Ante la aprobación de la nueva Ley de Discapacidad y Dependencia, la Asociación de Directoras y Gerentes de Servicios Sociales ha calificado la medida como una "extraordinaria noticia" que beneficiará a dos millones de personas en situación de dependencia y contribuirá al fortalecimiento del Sistema de Servicios Sociales.
Tras veinte años de compromiso con el Sistema de Atención a la Dependencia, el Observatorio Estatal ha expresado su satisfacción porque el Estado sitúe a las personas en situación de dependencia y con discapacidad como una prioridad institucional mediante la aprobación de nuevos derechos, la simplificación de los procedimientos y la aportación de financiación.
Según destaca la entidad, la nueva ley recoge el compromiso, ampliamente reivindicado, de que el Estado financie el 50% de los gastos del sistema. Asimismo, simplifica los procedimientos administrativos y elimina tiempos de espera burocráticos mediante la pasarela de discapacidad a dependencia.
Además, incorpora nuevos perfiles de personas cuidadoras, permite la compatibilidad entre servicios y otorga rango legal al carácter universal de la teleasistencia para todas las personas en situación de dependencia que residen en su domicilio.
Prioridades para el desarrollo del sistema
La Asociación señala que la prioridad debe centrarse en las 255.450 personas que permanecen en listas de espera, así como en incrementar las prestaciones, aumentar la intensidad de los servicios y favorecer su compatibilidad.

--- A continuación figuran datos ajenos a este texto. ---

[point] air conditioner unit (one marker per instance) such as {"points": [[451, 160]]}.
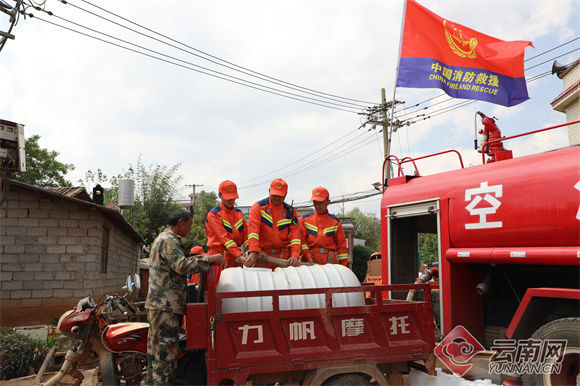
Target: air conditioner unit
{"points": [[12, 152]]}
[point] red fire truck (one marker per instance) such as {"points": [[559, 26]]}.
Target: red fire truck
{"points": [[508, 234]]}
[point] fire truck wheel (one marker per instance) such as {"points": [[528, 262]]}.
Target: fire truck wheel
{"points": [[567, 329], [347, 380]]}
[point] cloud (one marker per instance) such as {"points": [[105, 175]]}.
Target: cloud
{"points": [[102, 107]]}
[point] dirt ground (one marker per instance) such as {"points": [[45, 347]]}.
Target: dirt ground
{"points": [[90, 379]]}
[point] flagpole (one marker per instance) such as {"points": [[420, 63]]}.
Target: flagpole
{"points": [[388, 169]]}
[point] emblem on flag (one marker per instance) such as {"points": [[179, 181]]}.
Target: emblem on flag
{"points": [[438, 53]]}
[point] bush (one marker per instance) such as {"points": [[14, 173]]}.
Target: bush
{"points": [[19, 355], [360, 257]]}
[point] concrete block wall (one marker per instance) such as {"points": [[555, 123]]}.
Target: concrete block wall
{"points": [[50, 253]]}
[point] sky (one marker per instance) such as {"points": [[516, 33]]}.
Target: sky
{"points": [[101, 106]]}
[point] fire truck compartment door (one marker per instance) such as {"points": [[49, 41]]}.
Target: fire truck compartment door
{"points": [[515, 255], [418, 209]]}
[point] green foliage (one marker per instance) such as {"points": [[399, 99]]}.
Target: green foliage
{"points": [[428, 248], [156, 192], [42, 168], [197, 236], [360, 257], [366, 228], [19, 354]]}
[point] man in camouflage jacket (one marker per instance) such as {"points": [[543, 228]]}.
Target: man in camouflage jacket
{"points": [[168, 270]]}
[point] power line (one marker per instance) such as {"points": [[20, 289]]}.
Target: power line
{"points": [[239, 81], [305, 168], [217, 60], [343, 198]]}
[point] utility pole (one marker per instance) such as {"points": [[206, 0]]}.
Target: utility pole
{"points": [[378, 116], [193, 196], [386, 136]]}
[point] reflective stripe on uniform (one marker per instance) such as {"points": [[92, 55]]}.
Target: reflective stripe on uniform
{"points": [[240, 224], [267, 219], [284, 223], [330, 230], [227, 225], [312, 229]]}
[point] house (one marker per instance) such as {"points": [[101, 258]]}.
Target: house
{"points": [[568, 101], [56, 247]]}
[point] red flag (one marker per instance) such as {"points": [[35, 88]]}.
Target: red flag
{"points": [[438, 53]]}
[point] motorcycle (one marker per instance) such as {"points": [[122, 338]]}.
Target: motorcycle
{"points": [[120, 348]]}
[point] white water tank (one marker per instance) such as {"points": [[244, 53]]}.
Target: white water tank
{"points": [[313, 276], [126, 193]]}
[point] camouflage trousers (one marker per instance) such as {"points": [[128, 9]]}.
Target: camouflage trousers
{"points": [[162, 346]]}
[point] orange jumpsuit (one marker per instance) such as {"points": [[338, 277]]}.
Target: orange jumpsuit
{"points": [[270, 232], [323, 239], [227, 232]]}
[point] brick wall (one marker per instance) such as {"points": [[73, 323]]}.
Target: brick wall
{"points": [[50, 256]]}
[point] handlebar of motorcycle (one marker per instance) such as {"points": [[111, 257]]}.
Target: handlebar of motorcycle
{"points": [[120, 307], [128, 305]]}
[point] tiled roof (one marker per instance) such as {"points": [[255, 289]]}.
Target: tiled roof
{"points": [[112, 214], [75, 192]]}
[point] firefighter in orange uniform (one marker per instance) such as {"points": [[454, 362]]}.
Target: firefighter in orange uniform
{"points": [[226, 227], [273, 227], [323, 239]]}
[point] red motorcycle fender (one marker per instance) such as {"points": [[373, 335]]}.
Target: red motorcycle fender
{"points": [[126, 337]]}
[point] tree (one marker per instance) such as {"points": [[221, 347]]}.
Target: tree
{"points": [[366, 228], [42, 168], [360, 257], [428, 248], [156, 191]]}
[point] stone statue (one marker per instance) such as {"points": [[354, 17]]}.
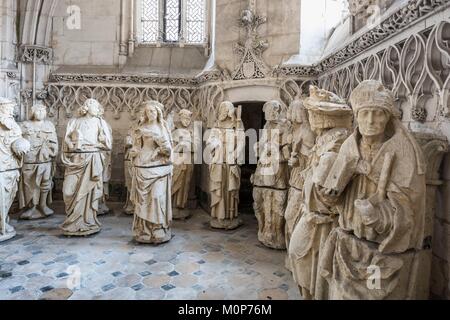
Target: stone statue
{"points": [[128, 168], [151, 156], [183, 145], [38, 168], [226, 144], [12, 149], [87, 138], [331, 120], [271, 178], [107, 168], [301, 140], [379, 179]]}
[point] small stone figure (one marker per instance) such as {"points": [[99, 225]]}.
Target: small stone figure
{"points": [[301, 140], [151, 156], [226, 144], [183, 140], [271, 178], [379, 180], [87, 138], [38, 168], [331, 120], [12, 150]]}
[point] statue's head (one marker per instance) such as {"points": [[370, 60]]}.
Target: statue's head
{"points": [[272, 110], [226, 110], [327, 111], [7, 107], [152, 111], [185, 117], [91, 107], [38, 112], [373, 105]]}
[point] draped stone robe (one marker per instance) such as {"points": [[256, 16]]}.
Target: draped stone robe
{"points": [[317, 215], [82, 155], [390, 247], [225, 176], [184, 167], [151, 184], [39, 166], [10, 166]]}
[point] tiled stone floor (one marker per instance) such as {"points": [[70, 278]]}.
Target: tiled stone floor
{"points": [[198, 263]]}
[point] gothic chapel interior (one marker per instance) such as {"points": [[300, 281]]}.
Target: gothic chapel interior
{"points": [[139, 138]]}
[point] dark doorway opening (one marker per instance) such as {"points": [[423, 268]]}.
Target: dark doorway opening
{"points": [[253, 118]]}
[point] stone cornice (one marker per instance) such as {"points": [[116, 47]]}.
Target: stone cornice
{"points": [[405, 16]]}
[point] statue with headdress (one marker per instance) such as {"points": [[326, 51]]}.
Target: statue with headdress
{"points": [[151, 158], [13, 148], [331, 120], [300, 140], [87, 139], [378, 180], [36, 183], [226, 147], [271, 179], [183, 147]]}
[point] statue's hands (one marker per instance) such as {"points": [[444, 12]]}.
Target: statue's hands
{"points": [[20, 147], [367, 211], [293, 161]]}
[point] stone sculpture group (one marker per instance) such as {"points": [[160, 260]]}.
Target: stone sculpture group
{"points": [[341, 187]]}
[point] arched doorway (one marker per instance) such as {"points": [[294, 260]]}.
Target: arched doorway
{"points": [[253, 118]]}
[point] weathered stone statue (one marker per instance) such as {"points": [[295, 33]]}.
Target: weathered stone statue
{"points": [[183, 141], [151, 156], [331, 120], [226, 143], [379, 177], [128, 168], [301, 140], [271, 178], [12, 149], [36, 184], [87, 138], [107, 169]]}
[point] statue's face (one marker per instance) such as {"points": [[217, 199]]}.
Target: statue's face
{"points": [[40, 114], [94, 109], [8, 110], [272, 113], [151, 114], [223, 114], [372, 121], [185, 120]]}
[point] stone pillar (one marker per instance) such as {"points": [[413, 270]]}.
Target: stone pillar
{"points": [[434, 147]]}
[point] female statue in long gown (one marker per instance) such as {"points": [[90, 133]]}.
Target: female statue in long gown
{"points": [[301, 140], [331, 119], [271, 178], [226, 143], [379, 177], [38, 168], [12, 149], [87, 138], [183, 140], [128, 168], [151, 156]]}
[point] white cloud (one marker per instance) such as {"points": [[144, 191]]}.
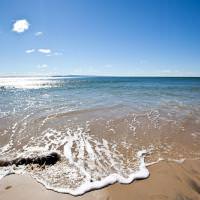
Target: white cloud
{"points": [[43, 66], [30, 50], [39, 33], [108, 66], [58, 54], [20, 26], [45, 51]]}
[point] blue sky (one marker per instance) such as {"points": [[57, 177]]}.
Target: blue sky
{"points": [[101, 37]]}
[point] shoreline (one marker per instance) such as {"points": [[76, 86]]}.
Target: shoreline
{"points": [[167, 180]]}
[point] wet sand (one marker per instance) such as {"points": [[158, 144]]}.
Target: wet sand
{"points": [[168, 180]]}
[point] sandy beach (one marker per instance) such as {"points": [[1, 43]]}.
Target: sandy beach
{"points": [[168, 180]]}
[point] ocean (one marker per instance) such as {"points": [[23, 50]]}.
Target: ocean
{"points": [[105, 129]]}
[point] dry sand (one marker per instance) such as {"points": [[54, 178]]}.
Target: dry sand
{"points": [[168, 180]]}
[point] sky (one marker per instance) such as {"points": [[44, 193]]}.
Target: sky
{"points": [[100, 37]]}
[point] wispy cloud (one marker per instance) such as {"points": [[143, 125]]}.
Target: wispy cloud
{"points": [[30, 50], [39, 33], [57, 54], [45, 51], [43, 66], [20, 26]]}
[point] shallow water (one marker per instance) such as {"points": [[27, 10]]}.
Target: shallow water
{"points": [[99, 125]]}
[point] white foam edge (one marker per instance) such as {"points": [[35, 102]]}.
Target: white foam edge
{"points": [[142, 173]]}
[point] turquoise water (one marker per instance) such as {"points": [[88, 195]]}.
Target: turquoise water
{"points": [[99, 126]]}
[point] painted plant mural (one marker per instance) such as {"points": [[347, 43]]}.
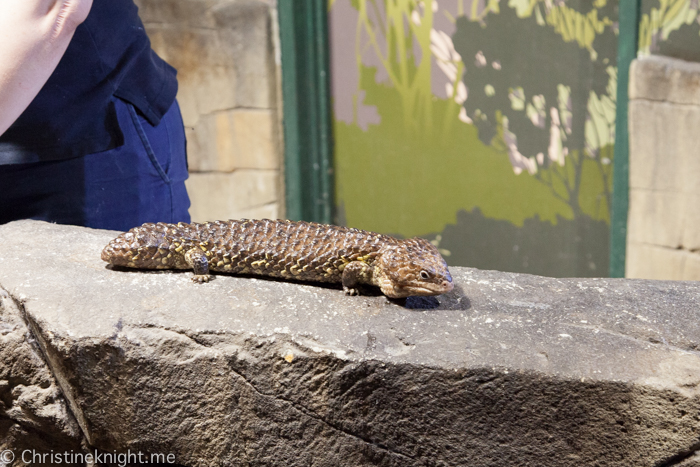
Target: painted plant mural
{"points": [[486, 126]]}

También considera necesario mejorar los salarios y las condiciones laborales de los profesionales del sistema de atención a la dependencia, especialmente de las auxiliares del servicio de ayuda a domicilio y de las residencias.
El desafío de la aplicación por parte de las comunidades autónomas
La entidad apunta que el principal reto será que las comunidades autónomas sean capaces de implantar procedimientos más ágiles. En este sentido, recuerda que, tras el incremento de financiación estatal derivado del plan de choque de 2022, nueve comunidades autónomas redujeron su presupuesto propio destinado a la dependencia.
La modificación de la Ley General de Subvenciones
La Asociación de Directoras y Gerentes de Servicios Sociales también muestra su satisfacción por la modificación de la Ley 30/2003 General de Subvenciones. Tras más de una década reclamando que las ayudas de emergencia o urgencia social dejaran de tramitarse como subvenciones y pasaran a gestionarse mediante prescripción social facultativa, la entidad valora que finalmente se incorpore la letra j a las excepciones previstas en el artículo 2.4 de dicha norma.
A su juicio, este cambio permitirá evitar el procedimiento burocrático asociado a las subvenciones para ayudas cuya cuantía media anual es de 272 euros por prestación. La entidad sostiene que ese procedimiento constituía un laberinto burocrático, estigmatizante y excluyente que ha afectado a más de un millón de personas usuarias de los servicios sociales. Asimismo, destaca la consideración de los servicios sociales como servicios esenciales.
Llamamiento para garantizar el cumplimiento de la ley
La Asociación confía en que la nueva ley cuente con una dotación presupuestaria efectiva y con una gestión ágil por parte de las comunidades autónomas, de modo que pueda alcanzar su pleno cumplimiento, tal y como viene reivindicando desde sus inicios.
La entidad concluye que están en juego la dignidad y la calidad de vida de dos millones de personas y de sus familiares, además de 400.000 empleos directos y 200.000 empleos potenciales de nueva creación, en un contexto en el que también apela a la cohesión territorial y a la lealtad institucional.